JOHN QUALCOSA "Cani come figli"
(2024 )
“Siamo la coppia più bella del mondo”, cantavano Adriano Celentano e Claudia Mori nel 1967. Dal 1997 i Jalisse portano avanti un esempio di coppia musicale felice. Nell'estate del 2024, la celebrazione delle coppie serie viene rinnovata da Annalisa e Tananai con “Storie brevi”. Ogni tanto, per motivi diversi, qualcuno vuole cantare singole canzoni sulle cose che funzionano, tra tante storie di tradimenti, lacrime, violenza e addii. Ma non avevo ancora ascoltato un intero album con questo spirito.
Non ho capito se qui si tratti di una coppia vera o solo artistica (come Annalisa e Tananai), ma poco ci importa. “Cani come figli” è un album del duo John Qualcosa, che comunica l'idea di due viaggiatori sereni, e affascinati da ciò che incontrano, vagabondando tra Spagna e Francia. E un po' come accade con Manu Chao, gli strumenti acustici incontrano una leggera elettronica (mai preponderante), per farci ascoltare canzoni d'autore dal sapore folk e “world”, in questo caso tra virgolette, perché si tratta del world un po' turistico. Anche nei testi si nominano spesso le città visitate, da Valencia allo skit ambientale “Lisboa”, o le spiagge della Francia in “Fiori del male”. Discorso a parte per il brano “Bicchieri bassi”, che ospita i Corimè, gruppo esperto della world music, che mescola le percussioni al beat. Altro ospite nel disco è Carmelo Pipitone.
La titletrack dichiara il mood dell'album. Si sente che la cantante, AmbraMarie, lavora a Radio Freccia. In tale emittente, gli speaker hanno l'abitudine di richiamare esplicitamente i simboli della controcultura, un po' come una ricerca (quasi spasmodica) di ribadire una certa identità. In “Cani come figli” AmbraMarie canta: “Portami con te sul tuo furgone della Volkswagen”, vettura simbolo degli hippie. L'altro polo del duo è il polistrumentista Raffaele D'Abrusco, che riempie le canzoni con tanti strumenti e quindi suoni diversi, garantendo ricchezza timbrica al lavoro.

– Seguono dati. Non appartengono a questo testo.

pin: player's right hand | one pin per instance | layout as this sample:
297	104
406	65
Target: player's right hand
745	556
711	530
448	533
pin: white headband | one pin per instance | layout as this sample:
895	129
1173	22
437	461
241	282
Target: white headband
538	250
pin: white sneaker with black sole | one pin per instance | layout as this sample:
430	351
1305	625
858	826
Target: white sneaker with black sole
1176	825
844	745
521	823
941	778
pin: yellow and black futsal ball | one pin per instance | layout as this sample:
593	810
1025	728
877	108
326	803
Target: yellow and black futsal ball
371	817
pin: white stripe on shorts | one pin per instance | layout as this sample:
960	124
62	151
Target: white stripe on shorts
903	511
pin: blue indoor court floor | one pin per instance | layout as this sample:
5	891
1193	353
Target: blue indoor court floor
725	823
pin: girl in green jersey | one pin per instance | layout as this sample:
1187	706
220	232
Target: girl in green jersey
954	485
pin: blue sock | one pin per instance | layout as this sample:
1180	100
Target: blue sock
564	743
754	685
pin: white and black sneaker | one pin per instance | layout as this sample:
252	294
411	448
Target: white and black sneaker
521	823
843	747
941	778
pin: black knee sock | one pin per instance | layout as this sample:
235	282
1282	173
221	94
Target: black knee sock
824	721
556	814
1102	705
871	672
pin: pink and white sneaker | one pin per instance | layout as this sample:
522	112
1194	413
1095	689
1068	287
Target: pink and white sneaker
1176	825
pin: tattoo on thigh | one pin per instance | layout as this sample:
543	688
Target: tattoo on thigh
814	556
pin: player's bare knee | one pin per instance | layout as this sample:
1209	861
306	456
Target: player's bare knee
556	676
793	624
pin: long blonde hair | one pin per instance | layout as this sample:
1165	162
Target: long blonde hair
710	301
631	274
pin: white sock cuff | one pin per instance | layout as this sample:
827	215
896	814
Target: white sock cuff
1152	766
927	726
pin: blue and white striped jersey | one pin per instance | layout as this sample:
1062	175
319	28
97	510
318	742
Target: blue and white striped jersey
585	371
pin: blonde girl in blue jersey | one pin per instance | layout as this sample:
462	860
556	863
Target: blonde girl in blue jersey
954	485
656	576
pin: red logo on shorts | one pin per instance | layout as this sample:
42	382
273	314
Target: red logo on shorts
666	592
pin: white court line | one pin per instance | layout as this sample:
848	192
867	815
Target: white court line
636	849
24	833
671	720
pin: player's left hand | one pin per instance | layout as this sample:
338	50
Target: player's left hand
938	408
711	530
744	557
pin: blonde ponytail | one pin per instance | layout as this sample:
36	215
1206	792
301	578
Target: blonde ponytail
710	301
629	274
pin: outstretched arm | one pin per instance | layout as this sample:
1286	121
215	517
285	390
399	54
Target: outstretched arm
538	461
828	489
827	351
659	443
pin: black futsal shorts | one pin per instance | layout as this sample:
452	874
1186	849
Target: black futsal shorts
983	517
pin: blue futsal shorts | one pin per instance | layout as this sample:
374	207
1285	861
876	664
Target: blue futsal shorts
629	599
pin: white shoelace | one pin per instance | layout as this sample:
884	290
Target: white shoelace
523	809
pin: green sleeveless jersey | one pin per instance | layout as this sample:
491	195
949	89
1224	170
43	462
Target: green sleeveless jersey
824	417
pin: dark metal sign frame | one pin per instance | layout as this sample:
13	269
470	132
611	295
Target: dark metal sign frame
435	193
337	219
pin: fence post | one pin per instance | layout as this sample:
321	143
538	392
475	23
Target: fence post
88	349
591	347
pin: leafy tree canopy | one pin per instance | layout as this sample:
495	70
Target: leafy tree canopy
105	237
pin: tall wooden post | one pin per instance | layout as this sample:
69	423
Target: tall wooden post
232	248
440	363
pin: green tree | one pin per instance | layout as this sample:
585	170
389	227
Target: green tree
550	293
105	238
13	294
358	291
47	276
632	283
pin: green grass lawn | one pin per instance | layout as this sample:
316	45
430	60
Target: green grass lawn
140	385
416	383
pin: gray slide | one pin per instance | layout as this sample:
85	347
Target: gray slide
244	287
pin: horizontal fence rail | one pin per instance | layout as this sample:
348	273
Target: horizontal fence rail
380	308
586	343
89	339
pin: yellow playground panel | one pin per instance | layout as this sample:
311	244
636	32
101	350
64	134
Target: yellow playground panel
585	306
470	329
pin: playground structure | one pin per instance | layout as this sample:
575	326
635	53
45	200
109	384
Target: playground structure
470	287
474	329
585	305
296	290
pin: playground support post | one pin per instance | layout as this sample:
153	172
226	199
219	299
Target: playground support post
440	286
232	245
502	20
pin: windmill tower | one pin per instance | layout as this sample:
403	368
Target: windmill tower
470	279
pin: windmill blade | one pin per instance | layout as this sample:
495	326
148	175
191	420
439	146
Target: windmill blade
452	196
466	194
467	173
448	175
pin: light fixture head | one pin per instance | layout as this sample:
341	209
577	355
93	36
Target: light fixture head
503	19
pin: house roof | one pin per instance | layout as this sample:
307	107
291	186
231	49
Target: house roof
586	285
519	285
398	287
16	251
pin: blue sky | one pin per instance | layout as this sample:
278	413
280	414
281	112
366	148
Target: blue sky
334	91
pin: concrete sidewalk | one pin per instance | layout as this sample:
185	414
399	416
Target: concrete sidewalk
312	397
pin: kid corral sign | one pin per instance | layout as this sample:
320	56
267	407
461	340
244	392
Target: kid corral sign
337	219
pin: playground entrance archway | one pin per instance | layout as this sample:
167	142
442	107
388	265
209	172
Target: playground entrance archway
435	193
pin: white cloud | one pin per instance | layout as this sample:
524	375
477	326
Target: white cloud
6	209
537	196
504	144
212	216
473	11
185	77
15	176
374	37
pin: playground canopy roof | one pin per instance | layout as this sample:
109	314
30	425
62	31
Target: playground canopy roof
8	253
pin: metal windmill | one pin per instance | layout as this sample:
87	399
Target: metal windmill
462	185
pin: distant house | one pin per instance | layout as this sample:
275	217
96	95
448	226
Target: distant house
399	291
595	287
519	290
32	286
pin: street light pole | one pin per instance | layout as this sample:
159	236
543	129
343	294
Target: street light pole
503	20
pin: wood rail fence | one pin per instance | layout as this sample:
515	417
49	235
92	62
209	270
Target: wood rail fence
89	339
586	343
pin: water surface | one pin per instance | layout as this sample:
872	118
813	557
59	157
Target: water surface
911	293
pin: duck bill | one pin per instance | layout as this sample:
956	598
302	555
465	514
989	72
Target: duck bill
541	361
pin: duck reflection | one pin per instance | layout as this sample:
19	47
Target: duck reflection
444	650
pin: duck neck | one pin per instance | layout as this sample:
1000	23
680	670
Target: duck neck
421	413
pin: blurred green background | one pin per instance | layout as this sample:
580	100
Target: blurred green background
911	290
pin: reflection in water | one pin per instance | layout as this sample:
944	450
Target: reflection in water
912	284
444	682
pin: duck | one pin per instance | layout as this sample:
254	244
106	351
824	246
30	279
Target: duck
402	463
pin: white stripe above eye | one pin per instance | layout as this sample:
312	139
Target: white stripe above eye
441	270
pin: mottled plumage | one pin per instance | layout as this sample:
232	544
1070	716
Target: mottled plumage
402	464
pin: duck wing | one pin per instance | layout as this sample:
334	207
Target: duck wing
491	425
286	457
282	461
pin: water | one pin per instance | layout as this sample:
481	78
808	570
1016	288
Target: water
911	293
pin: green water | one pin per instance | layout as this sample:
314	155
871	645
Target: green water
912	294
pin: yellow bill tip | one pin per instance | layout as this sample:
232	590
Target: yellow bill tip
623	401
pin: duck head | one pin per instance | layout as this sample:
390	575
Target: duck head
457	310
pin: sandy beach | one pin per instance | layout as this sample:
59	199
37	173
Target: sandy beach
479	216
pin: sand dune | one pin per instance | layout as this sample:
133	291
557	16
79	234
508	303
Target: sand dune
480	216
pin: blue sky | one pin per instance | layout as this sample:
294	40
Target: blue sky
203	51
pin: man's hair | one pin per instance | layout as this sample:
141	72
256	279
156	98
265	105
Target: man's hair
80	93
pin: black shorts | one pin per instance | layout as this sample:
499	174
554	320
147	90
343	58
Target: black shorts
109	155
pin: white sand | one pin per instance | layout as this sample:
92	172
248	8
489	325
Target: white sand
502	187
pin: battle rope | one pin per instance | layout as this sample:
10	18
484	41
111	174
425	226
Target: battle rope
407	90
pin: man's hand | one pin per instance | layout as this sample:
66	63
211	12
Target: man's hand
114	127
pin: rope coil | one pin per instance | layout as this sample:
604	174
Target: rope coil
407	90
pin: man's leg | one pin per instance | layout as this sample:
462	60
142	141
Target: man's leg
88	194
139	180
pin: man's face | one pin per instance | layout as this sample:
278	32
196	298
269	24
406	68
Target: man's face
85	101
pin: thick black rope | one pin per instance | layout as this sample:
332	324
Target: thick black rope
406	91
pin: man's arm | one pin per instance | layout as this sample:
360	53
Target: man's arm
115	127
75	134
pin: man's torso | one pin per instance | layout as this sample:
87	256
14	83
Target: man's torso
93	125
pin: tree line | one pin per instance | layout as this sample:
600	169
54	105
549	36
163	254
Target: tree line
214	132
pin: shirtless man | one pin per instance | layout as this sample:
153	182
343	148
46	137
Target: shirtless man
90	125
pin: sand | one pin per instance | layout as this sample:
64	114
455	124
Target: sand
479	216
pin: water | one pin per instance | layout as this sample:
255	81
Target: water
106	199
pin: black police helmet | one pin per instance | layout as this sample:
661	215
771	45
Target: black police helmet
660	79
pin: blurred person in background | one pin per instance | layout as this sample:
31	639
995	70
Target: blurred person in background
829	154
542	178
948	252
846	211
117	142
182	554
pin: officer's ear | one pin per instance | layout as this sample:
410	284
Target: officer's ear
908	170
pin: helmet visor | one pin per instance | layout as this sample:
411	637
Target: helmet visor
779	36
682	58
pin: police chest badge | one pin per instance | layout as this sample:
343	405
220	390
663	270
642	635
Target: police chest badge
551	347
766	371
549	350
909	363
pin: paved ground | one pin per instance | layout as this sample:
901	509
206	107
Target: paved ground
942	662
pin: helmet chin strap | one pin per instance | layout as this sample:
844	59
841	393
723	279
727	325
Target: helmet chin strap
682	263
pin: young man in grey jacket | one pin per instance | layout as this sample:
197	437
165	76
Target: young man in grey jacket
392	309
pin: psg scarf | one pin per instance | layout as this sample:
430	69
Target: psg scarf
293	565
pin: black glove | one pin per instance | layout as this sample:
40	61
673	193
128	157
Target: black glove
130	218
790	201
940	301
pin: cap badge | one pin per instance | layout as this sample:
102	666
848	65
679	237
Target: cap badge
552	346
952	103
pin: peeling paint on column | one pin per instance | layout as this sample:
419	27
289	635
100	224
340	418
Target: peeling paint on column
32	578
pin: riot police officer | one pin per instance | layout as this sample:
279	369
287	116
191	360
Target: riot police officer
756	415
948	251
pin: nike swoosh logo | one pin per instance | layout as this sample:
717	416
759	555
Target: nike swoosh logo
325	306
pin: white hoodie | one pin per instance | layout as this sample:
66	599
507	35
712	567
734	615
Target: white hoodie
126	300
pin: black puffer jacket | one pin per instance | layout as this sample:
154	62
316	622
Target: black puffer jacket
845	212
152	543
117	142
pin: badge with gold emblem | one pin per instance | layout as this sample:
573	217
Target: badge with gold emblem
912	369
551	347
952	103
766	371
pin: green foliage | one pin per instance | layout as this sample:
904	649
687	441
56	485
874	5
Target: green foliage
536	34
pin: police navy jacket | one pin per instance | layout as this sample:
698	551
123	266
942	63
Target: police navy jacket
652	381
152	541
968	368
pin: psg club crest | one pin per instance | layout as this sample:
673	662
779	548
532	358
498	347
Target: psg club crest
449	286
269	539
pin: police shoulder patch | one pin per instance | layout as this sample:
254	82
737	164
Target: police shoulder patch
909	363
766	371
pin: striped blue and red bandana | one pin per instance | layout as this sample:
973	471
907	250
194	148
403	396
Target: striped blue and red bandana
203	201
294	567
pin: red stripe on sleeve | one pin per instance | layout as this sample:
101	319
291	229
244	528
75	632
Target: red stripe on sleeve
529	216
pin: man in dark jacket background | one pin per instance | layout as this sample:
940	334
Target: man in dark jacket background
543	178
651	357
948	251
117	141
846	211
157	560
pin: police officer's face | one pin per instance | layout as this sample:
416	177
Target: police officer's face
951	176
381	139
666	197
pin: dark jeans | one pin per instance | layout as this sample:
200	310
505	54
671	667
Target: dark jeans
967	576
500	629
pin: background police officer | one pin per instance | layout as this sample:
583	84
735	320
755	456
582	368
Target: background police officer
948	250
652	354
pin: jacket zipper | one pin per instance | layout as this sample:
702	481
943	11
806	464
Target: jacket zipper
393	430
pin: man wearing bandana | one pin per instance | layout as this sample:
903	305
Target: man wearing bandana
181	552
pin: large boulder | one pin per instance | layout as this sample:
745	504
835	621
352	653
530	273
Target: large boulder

“La solitude” è parzialmente cantata in francese, e “Cesare” spegne momentaneamente l'entusiasmo generale dell'LP, per esprimersi con più intimità ma sempre con franchezza: “Divertiti e sbronzati più forte della musica (…) dimostra quanto puoi ballare male, e si vergogneranno tutti tranne noi (…) Sai, dicono che è tutto illogico, persino io e te che siamo quasi perfetti. E fidati di me, e diamo fuoco a questo posto, a questa festa di merda”.
“Venere senza colori” è la canzone che apre l'album, l'ho tenuta qui, quasi alla fine, perché sembra una canzone – preparativo, come per il momento di fare le valigie, prima di tutte le altre canzoni – cartolina. E che cosa ci mettiamo in valigia? “Indosserai le tue paure nell'armadio, sicura che saranno ancora fuori moda”. Mentre l'album termina con un valzer dedicato ad uno dei cani, “Oliva”: “Amo svegliarmi con te che non sei mai di pessimo umore, io che la mattina voglio vomitare (…) tutti gli odori della città insieme al tuo diventiamo noi”.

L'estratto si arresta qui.